Thank you, but your assumption is wrong. I am not making a stack machine, so
the arguments will not be on the stack. The exp could itself contain
expressions of this type. I could have an expression like :

      (stack[++sp] = g((stack[++sp] = make_cons(x,y), stack[sp -= 0]),
                       (stack[++sp] = make_cons(x,z), stack[sp -= 0])),
       stack[sp -= 2])

The stack is actually only used to keep track of the cons-cells for the garbage collection.

>Karl W. Z. Heuer (karl at ima.ima.isc.com or harvard!ima!karl), The Walking Lint

In article <19539 at grebyn.com> ckp at grebyn.UUCP (Checkpoint Technologies) writes:

>Well, then, you're using ++sp many times in the same expression it
>seems, once on the left side ("stack[++sp] = ..."  and several times on
>the right. This is not gonna work.  But I do have a suggestion.

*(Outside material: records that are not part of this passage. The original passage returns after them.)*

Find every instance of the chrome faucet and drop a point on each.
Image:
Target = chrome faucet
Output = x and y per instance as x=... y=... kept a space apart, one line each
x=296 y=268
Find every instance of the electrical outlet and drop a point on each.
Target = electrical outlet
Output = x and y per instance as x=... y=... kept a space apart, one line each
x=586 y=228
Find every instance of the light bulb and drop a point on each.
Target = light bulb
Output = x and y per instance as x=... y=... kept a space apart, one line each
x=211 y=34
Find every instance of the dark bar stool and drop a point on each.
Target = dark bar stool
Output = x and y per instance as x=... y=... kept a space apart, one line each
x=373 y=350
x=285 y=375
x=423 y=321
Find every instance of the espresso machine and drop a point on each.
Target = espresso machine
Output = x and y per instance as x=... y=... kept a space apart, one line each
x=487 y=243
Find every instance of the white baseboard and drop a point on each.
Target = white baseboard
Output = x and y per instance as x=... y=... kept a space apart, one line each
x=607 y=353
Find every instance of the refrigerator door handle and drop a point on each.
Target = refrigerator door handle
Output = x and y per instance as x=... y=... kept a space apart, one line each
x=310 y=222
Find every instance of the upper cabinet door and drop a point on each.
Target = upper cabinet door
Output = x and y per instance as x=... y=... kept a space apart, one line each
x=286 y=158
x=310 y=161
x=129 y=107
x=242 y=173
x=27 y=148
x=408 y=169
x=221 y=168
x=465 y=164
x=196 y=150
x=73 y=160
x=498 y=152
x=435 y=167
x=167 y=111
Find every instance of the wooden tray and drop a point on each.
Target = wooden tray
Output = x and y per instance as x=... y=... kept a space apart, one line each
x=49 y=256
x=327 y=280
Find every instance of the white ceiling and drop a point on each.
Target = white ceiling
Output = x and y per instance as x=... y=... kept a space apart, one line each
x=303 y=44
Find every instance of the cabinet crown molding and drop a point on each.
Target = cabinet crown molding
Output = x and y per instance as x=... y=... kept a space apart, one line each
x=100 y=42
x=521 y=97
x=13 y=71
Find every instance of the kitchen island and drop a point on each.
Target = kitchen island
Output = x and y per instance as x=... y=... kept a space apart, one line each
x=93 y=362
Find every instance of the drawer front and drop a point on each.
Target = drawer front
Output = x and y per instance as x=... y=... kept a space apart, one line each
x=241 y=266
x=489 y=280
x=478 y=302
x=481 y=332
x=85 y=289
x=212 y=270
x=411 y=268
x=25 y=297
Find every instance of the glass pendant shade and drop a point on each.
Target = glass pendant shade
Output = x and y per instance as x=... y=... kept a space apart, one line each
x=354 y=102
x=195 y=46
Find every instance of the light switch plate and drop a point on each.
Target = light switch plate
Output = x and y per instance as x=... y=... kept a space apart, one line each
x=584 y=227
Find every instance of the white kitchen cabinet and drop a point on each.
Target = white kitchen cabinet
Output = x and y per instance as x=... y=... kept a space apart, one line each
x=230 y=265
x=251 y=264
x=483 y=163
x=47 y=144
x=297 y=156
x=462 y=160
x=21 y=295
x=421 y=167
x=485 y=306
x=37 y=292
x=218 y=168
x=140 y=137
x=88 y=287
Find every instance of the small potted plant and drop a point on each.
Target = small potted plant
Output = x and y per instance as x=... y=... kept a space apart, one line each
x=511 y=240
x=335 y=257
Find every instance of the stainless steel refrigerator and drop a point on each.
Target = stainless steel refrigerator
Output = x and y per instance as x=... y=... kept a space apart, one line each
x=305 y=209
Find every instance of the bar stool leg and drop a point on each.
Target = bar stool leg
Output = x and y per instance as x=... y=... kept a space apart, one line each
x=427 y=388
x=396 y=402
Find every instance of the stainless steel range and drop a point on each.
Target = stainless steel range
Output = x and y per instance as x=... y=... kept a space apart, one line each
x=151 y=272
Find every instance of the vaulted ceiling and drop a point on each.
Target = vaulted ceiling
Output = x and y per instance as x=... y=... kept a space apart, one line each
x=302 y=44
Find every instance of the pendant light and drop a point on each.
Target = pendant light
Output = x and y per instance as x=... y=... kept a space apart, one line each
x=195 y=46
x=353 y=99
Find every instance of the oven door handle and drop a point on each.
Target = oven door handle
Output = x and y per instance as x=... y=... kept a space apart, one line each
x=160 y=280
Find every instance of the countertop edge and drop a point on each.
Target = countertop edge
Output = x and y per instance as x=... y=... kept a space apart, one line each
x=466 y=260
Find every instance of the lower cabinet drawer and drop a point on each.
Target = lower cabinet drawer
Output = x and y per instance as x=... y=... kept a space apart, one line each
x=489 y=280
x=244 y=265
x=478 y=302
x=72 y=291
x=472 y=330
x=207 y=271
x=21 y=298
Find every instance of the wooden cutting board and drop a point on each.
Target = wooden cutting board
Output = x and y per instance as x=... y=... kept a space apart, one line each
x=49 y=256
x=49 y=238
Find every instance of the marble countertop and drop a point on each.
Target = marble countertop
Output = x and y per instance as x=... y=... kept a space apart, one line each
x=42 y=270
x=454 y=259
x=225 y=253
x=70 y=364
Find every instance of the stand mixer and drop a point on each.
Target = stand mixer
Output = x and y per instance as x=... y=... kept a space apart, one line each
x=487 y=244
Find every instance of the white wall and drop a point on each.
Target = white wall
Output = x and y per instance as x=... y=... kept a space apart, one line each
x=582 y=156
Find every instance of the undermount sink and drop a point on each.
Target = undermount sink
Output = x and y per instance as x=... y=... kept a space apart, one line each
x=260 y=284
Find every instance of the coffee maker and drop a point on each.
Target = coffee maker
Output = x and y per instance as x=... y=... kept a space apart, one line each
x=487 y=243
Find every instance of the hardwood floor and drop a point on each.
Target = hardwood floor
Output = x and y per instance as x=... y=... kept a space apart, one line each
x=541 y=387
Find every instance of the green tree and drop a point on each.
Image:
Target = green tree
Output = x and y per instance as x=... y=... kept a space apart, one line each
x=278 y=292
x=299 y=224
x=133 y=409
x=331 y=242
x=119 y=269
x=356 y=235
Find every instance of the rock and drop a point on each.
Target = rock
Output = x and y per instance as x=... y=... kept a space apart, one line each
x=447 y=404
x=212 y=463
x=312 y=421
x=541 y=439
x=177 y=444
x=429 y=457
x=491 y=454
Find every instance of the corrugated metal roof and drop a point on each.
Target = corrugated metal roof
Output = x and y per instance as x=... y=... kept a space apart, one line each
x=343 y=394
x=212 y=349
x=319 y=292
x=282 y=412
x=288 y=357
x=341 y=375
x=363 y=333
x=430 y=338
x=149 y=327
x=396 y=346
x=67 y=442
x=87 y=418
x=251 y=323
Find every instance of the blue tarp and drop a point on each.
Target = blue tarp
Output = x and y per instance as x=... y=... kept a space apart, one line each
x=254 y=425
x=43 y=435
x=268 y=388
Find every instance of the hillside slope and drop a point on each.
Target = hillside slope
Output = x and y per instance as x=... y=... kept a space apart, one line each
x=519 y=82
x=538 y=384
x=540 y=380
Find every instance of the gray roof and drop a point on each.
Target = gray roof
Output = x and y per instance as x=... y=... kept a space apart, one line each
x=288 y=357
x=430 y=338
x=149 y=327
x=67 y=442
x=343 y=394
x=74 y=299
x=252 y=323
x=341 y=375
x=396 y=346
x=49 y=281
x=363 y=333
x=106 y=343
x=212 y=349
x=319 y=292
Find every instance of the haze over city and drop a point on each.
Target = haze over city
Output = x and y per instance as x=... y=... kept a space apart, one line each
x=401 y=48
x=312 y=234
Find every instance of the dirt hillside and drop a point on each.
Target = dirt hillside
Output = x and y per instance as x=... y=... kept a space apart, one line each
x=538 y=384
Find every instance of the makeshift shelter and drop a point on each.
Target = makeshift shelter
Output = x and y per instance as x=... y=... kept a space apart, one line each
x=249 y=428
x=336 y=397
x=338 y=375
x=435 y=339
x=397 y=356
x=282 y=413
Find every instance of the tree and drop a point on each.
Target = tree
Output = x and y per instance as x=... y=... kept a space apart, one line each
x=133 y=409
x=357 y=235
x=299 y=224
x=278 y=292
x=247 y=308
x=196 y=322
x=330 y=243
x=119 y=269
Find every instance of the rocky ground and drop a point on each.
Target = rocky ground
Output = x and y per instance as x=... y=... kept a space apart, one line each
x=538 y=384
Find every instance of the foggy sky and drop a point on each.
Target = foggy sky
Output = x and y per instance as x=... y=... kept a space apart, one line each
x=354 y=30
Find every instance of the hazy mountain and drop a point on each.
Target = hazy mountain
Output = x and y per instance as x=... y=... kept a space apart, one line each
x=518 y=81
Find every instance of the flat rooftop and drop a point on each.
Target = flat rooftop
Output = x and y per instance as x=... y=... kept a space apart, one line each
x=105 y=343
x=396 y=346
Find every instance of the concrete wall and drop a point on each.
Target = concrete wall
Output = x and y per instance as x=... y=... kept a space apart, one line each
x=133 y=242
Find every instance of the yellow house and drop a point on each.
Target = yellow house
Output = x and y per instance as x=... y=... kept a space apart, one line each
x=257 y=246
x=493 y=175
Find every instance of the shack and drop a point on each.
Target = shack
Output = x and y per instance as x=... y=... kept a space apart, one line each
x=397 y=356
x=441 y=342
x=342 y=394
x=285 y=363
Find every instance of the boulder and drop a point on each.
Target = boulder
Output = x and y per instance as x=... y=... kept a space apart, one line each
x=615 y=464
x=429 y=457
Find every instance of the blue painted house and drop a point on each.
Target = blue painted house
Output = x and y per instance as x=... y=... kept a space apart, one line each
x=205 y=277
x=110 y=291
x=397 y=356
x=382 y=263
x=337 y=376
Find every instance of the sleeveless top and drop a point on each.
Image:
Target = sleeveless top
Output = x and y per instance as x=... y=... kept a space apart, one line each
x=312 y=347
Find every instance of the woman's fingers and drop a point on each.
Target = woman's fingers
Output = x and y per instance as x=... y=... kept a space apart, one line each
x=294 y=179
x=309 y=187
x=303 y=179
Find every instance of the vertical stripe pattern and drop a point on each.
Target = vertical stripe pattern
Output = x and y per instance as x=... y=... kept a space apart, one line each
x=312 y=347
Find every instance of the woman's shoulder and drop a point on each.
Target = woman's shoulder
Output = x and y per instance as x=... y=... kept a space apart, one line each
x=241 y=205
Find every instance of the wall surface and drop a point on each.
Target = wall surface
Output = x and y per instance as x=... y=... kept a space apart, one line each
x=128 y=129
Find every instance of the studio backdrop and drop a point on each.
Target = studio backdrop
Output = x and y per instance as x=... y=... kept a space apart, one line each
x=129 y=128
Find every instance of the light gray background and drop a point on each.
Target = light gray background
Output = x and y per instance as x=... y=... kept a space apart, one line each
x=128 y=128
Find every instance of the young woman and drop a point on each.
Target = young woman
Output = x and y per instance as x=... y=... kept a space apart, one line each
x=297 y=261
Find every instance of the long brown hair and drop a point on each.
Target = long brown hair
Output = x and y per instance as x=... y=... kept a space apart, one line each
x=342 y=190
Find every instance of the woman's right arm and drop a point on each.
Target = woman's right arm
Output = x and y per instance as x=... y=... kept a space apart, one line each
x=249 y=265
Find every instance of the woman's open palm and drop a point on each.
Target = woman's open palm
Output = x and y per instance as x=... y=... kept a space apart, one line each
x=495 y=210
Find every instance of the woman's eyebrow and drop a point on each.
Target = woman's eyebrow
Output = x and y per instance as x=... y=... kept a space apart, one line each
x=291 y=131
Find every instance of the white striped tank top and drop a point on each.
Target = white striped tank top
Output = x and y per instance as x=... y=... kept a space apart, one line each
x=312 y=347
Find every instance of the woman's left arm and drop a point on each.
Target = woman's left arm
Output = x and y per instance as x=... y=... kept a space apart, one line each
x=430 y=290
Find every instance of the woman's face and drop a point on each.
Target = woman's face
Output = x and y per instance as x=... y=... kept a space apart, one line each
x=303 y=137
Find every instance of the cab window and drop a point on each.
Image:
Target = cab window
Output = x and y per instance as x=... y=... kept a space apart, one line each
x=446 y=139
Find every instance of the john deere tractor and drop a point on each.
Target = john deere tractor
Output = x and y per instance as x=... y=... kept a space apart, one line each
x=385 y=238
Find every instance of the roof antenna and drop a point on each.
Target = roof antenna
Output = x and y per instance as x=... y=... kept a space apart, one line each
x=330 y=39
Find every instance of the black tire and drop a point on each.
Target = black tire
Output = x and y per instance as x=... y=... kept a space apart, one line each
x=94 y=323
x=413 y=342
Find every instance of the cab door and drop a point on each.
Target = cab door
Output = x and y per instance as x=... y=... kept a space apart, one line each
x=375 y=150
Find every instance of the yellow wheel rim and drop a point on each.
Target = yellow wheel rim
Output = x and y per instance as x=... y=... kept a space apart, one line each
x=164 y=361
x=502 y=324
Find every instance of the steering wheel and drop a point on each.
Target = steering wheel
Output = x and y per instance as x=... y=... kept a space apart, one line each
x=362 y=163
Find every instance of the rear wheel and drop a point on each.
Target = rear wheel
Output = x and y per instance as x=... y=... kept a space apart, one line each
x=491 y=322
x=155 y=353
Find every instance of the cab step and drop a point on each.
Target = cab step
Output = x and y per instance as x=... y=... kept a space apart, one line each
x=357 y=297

>I presume you're building a stack machine, such that a stack operator
>takes several stack arguments, pops them, and writes one stack result
>in their place.  Try doing it this way:

>( sp += N, stack[sp] = exp)

>where exp contains several instances of stack[sp-C],
>   where each C is a negative offset to the argument you wish.

Thank you, but that won't work either, see above.

               Niels Ull Jacobsen, Inst. of Datalogy, U of Copenhagen.